The BRICS virtual summit has demonstrated how economic cooperation and addressing trust deficits through outreach can usher in global prosperity.

President Xi's message is clear. The Cold War mentality pits countries against each other in blocs by imposing sanctions that harm economic growth patterns, such as the economic strangulation of Iran that have resulted in a less stable Middle East.

Furthermore, the failure of Western diplomacy to allay legitimate, sovereign security concerns has prolonged international conflicts and contributed to humanitarian disasters in Ukraine and Afghanistan. The sanctions have also led to food insecurity, supply side shocks and a spike in arms sales, which then act as justification for targeted regimes to remain defiant.

The American policy of weaponizing sanctions is a roadblock to both world peace and economic security. This is unfortunate since the international community confronts significant challenges related to economic growth, unemployment and widespread poverty. Yet, the misguided priorities of the Biden administration exacerbate rather than address the real problems.
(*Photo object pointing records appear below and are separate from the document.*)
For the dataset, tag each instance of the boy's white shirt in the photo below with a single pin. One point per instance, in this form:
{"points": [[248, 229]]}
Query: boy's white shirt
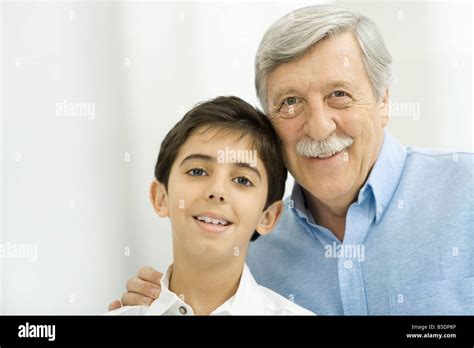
{"points": [[249, 299]]}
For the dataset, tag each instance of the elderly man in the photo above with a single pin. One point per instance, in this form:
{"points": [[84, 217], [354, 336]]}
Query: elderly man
{"points": [[371, 227]]}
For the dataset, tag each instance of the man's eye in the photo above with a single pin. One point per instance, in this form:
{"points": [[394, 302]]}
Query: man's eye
{"points": [[197, 172], [290, 101], [242, 181], [339, 94]]}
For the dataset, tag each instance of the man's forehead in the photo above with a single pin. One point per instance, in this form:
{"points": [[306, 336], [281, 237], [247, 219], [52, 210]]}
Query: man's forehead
{"points": [[325, 64]]}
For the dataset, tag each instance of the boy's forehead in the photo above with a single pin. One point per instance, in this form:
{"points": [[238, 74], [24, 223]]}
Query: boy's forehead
{"points": [[215, 139]]}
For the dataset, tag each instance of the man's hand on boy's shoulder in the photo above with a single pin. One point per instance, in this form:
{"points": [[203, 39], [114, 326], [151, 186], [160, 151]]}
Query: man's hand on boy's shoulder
{"points": [[141, 290]]}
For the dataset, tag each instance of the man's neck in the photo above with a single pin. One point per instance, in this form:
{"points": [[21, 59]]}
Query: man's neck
{"points": [[204, 285], [332, 216]]}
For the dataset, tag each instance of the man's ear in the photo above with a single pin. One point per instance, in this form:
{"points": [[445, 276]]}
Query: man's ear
{"points": [[159, 198], [384, 112], [269, 218]]}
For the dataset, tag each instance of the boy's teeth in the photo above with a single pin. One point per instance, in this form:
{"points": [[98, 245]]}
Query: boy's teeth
{"points": [[209, 220]]}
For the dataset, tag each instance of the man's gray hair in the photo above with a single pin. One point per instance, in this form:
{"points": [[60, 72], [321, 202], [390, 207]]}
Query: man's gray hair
{"points": [[294, 34]]}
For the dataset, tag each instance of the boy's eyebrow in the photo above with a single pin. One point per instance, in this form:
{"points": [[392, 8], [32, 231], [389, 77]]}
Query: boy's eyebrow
{"points": [[200, 156], [247, 165], [208, 158]]}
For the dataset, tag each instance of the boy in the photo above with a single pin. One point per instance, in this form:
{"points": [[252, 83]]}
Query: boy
{"points": [[220, 180]]}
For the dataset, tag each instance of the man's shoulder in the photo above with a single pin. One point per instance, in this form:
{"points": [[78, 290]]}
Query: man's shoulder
{"points": [[438, 155], [440, 163], [276, 304]]}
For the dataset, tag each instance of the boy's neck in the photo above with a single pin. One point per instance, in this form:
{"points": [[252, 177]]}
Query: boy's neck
{"points": [[205, 285]]}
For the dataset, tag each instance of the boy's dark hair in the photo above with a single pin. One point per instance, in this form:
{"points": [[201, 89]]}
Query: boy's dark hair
{"points": [[235, 115]]}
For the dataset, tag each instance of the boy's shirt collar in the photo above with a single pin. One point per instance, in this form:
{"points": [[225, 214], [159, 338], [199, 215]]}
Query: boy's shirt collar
{"points": [[246, 301]]}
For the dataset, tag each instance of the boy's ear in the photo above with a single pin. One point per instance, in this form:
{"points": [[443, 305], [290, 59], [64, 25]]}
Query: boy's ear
{"points": [[159, 198], [269, 218]]}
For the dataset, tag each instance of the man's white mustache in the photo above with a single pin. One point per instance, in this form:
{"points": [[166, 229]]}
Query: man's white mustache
{"points": [[329, 146]]}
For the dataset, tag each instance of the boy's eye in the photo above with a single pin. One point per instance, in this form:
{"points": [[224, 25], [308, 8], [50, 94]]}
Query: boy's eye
{"points": [[197, 172], [242, 181]]}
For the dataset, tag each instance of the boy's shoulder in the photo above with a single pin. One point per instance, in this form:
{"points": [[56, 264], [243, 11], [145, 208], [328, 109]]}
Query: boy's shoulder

In stark contrast to calls for joint military engagements aimed at dividing countries in Asia, the message at the BRICS Summit focused on indiscriminate connectivity prospects between the emerging economies to ensure that no country gets left behind.
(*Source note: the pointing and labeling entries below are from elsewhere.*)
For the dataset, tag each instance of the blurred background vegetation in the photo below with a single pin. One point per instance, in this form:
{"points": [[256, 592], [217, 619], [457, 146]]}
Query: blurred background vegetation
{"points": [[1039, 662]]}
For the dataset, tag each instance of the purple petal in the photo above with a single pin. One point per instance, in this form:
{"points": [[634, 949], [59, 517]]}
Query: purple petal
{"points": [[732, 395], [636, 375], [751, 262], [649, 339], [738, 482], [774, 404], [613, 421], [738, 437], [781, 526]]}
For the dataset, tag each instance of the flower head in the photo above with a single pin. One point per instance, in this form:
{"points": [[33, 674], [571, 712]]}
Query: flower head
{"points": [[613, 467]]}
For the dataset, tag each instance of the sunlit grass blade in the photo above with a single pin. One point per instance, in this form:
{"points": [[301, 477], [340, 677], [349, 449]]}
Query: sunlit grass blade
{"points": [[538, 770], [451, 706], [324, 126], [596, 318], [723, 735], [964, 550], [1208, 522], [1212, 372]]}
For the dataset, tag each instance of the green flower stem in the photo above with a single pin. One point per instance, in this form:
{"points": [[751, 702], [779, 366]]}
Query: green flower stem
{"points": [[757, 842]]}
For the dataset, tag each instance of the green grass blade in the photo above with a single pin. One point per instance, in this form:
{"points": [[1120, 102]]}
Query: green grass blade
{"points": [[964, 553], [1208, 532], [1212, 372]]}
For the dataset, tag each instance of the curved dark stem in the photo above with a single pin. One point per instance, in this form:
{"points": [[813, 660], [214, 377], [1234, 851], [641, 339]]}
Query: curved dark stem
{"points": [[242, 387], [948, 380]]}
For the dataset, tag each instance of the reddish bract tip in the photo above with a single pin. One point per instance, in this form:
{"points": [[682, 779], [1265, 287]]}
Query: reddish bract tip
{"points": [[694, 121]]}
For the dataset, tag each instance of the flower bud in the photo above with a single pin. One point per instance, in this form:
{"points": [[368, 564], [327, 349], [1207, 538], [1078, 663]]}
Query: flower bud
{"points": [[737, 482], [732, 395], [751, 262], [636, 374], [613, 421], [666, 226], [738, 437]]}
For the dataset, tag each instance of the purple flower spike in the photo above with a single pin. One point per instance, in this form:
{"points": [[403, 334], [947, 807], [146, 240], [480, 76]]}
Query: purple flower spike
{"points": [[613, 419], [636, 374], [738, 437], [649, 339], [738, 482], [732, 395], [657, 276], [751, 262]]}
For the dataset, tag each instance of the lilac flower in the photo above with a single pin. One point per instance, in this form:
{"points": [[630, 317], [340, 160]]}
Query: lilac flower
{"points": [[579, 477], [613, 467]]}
Yet, the American policy of meting out favorable treatment to some countries at the expense of others has contributed to global inequality. The belief that economic coercion will further America's policy goals and satisfy the narrow geopolitical priorities of its security establishment has made the world a less secure place. Hence, sanctions turn into a "boomerang" and "double-edged sword" by President Xi.

Chinese President Xi Jinping hosts the 14th BRICS Summit in virtual format, June 23, 2022. /Xinhua

Chinese President Xi Jinping hosts the 14th BRICS Summit in virtual format, June 23, 2022. /Xinhua

If examined closely, the sanctions prompt military industrial complexes to profit from global arms sales, where profiteering from war comes at the cost of the collective peace. Assessments from the 2022 Stockholm International Peace Research Institute indicate how the United States in 2017-2021 has been a leading exporter of arms to countries, while Washington keeps imposing sanctions on other states. The Biden administration has not once considered demilitarization as a confidence-building measure to make the world a securer place but continues on with accelerating a more divided world order.
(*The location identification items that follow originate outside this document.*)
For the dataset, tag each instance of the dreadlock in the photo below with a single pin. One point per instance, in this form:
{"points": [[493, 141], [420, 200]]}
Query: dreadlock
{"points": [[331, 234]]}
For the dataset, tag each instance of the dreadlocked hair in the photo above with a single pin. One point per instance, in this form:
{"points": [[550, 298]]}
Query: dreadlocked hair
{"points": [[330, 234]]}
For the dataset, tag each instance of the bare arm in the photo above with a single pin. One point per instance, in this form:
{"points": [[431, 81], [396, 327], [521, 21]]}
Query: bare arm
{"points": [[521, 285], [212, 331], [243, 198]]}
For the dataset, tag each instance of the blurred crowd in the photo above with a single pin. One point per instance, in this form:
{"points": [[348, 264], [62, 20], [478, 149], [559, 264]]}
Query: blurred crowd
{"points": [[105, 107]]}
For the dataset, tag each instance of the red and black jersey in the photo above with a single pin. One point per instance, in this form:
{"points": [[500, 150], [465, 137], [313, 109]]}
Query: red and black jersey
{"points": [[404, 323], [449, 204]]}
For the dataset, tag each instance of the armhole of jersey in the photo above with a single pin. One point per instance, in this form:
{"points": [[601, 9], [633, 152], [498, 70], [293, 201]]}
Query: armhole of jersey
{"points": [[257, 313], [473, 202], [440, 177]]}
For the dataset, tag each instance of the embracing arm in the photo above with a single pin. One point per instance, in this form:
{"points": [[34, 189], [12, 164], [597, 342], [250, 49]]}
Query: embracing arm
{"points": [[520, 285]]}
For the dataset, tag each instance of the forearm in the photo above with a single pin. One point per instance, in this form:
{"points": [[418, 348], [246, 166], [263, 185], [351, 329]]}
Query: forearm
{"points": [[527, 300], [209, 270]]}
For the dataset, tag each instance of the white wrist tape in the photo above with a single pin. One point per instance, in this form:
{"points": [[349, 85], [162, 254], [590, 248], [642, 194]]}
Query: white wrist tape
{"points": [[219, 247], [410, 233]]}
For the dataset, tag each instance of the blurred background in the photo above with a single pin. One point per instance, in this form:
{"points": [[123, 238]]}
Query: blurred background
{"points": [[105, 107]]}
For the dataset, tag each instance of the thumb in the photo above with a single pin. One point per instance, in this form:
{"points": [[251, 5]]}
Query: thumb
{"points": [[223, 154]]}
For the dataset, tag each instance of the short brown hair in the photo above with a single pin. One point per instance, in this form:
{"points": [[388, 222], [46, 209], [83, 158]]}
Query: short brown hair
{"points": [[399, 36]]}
Ideally, the message in 2022 should promote greater economic globalization by tapping into productive forces and synergizing opportunities as mentioned at the BRICS. But this message has never come from the U.S. side.

Instead, a policy of undermining governments that creates fissures across the globe, has been pursued. Additionally, a few countries of the Asia-Pacific region, such as New Zealand, Australia, Japan and South Korea will participate in the 2022 NATO Summit, as encouraged by the U.S., although the organization has disrupted peace in Europe.

The U.S.-led hegemonic political order will remain a roadblock to peace with sanctions and the Cold War mentality contributing to global problems. For world peace to materialize, weaponizing sanctions to undermine economic trends and financial flows must stop.